In tema di invalidità dell’atto di fideiussione a valle di un contratto contenente un’intesa restrittiva della concorrenza, le Sezioni Unite affermano il seguente principio di diritto:
“i contratti di fideiussione a valle di intese dichiarate parzialmente nulle dall’Autorità Garante, in relazione alle sole clausole contrastanti con la L. n. 287 del 1990, art. 2, comma 2, lett. a) e art. 101 del Trattato sul funzionamento dell’Unione Europea, sono parzialmente nulli, ai sensi dell’art. 2, comma 3 della Legge succitata e dell’art. 1419 c.c., in relazione alle sole clausole che riproducano quelle dello schema unilaterale costituente l’intesa vietata, salvo che sia desumibile dal contratto, o sia altrimenti comprovata, una diversa volontà delle parti”.
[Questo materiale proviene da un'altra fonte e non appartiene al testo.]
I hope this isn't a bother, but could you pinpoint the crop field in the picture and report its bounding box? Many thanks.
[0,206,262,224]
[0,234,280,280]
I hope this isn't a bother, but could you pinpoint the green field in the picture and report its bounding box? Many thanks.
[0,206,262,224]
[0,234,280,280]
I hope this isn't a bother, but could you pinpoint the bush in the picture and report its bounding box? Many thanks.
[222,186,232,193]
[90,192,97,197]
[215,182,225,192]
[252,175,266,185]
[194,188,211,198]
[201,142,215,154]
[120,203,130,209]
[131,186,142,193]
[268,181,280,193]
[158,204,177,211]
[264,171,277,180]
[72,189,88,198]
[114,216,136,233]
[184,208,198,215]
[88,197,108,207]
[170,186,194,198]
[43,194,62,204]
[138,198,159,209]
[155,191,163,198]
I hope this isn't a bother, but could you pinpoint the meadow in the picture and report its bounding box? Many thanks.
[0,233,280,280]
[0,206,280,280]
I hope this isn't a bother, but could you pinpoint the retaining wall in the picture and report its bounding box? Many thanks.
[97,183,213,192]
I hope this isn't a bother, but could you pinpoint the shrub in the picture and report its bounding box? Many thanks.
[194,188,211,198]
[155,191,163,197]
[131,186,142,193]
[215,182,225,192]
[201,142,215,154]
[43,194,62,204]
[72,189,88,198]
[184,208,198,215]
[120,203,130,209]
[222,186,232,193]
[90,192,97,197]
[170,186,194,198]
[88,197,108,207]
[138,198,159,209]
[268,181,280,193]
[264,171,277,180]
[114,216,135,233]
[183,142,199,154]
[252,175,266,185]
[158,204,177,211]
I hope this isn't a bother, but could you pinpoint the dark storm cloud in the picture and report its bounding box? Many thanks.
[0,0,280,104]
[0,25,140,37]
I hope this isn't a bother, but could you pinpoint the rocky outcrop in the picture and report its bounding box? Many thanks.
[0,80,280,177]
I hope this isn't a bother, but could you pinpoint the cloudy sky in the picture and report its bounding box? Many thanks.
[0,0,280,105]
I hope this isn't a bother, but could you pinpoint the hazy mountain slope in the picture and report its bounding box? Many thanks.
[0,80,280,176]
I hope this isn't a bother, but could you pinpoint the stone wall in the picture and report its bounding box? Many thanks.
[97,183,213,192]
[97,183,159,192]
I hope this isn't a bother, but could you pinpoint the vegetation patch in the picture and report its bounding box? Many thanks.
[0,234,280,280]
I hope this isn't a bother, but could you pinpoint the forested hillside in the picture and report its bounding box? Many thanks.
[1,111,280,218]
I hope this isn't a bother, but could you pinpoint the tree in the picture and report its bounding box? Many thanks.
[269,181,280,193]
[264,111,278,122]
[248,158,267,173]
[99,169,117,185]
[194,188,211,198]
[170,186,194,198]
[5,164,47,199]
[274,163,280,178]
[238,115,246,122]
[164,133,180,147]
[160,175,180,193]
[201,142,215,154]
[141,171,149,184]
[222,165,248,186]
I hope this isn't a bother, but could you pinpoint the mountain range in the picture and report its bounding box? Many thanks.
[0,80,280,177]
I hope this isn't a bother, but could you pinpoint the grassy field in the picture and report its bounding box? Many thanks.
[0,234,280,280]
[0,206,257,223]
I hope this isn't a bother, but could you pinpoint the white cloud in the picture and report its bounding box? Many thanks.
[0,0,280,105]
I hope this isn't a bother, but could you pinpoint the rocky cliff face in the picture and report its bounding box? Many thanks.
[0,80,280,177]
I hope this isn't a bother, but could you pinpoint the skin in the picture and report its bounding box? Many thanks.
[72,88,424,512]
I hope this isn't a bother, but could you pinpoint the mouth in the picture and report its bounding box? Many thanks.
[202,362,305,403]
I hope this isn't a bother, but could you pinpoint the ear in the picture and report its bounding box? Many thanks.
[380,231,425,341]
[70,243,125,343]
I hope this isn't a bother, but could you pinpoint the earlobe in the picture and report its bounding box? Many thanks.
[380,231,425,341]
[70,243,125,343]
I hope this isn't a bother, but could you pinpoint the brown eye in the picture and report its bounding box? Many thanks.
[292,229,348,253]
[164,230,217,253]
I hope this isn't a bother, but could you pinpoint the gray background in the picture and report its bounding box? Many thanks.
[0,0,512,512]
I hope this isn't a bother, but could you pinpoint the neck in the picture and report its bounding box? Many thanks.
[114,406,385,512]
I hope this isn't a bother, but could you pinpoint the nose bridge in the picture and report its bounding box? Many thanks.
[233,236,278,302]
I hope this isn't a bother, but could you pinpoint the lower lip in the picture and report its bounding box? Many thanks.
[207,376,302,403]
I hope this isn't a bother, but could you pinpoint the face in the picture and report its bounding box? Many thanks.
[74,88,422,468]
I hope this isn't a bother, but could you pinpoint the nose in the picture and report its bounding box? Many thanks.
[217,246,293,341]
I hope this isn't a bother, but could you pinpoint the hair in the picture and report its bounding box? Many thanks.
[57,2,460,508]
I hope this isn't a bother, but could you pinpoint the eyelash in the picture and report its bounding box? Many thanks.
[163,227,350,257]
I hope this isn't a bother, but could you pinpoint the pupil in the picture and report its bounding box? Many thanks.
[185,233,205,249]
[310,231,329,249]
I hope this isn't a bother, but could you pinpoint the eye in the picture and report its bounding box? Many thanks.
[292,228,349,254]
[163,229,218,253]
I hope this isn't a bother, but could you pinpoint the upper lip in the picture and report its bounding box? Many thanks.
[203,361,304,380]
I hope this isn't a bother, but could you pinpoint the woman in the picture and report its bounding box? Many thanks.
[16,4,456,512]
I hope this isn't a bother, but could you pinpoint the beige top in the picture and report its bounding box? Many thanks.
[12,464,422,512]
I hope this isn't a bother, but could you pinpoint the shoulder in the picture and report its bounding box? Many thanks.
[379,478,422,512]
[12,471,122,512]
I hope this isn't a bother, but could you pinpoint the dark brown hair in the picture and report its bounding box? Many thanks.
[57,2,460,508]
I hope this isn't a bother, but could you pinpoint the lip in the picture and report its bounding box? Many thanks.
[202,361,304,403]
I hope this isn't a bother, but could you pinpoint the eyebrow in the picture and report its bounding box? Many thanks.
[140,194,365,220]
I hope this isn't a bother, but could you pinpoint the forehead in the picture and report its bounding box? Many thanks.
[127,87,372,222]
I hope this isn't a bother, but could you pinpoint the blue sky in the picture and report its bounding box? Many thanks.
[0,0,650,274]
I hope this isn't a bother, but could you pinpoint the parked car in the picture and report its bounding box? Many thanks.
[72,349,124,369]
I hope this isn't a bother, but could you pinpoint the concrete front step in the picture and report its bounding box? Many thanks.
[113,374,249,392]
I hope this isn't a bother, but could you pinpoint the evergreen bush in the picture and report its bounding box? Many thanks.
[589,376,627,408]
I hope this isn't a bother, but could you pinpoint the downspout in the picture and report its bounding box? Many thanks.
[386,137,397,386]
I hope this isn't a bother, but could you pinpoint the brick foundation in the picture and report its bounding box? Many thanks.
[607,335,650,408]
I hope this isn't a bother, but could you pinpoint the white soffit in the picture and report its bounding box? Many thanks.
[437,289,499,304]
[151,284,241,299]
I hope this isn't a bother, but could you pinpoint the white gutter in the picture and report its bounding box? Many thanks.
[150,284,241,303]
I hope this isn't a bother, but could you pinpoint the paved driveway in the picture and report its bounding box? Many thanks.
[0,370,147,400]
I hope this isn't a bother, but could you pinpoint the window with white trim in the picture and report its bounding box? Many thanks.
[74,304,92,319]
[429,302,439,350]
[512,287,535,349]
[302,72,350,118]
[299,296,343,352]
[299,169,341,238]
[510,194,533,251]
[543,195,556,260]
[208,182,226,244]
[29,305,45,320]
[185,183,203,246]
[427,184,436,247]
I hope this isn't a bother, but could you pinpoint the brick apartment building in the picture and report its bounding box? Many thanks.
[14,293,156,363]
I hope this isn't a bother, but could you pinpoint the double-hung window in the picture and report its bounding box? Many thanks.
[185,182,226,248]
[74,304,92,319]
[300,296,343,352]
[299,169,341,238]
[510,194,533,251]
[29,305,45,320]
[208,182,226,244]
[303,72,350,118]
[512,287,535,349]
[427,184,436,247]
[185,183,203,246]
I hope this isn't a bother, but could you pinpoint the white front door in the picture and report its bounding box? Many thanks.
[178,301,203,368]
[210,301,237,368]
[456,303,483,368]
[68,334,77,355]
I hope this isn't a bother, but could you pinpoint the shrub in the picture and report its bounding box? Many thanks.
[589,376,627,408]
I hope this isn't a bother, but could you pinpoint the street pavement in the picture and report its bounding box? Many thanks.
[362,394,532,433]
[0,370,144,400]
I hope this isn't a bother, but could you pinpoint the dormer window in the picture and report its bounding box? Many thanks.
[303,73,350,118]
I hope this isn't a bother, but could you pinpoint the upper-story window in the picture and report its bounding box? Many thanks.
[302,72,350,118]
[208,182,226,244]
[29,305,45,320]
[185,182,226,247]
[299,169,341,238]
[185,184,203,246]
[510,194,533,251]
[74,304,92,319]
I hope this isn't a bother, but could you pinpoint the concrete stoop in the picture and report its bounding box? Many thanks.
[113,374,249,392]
La Suprema Corte, dopo aver esaminato le diverse soluzioni interpretative individuate dalla dottrina e giurisprudenza in ordine agli effetti dell’invalidità del negozio a monte sul negozio a valle, ha ritenuto che la tesi più in linea con le finalità e gli obiettivi della normativa antitrust sia quella che trattasi di “nullità parziale”. Chiarisce, infatti, la inidoneità della sola tutela risarcitoria, disgiunta dalla tutela reale, a garantire la realizzazione delle finalità perseguite dalla normativa antitrust ed afferma l’utilità del rimedio a salvaguardare il principio generale di “conservazione”, per quanto possibile, degli atti di autonomia negoziale ancorché difformi dallo schema legale; e ciò “a meno che non risulti comprovata agli atti una diversa volontà delle parti, nel senso dell’essenzialità – per l’assetto di interessi divisato – della parte del contratto colpita da nullità”. La Suprema corte precisa, poi, che – stante la finalizzazione di tale normativa ad elidere attività e comportamenti restrittivi della libera concorrenza – i contratti a valle sono integralmente nulli esclusivamente quando la loro stessa conclusione restringe la concorrenza, come nel caso di una intesa di spartizione, riprodotta integralmente nel contratto a valle. Quest’ultimo è, invece, nullo solo in parte qua, laddove esso riproduca le clausole dell’intesa a monte dichiarate nulle dall’organo di vigilanza, e che sono le sole ad avere – in concreto – una valenza restrittiva della concorrenza.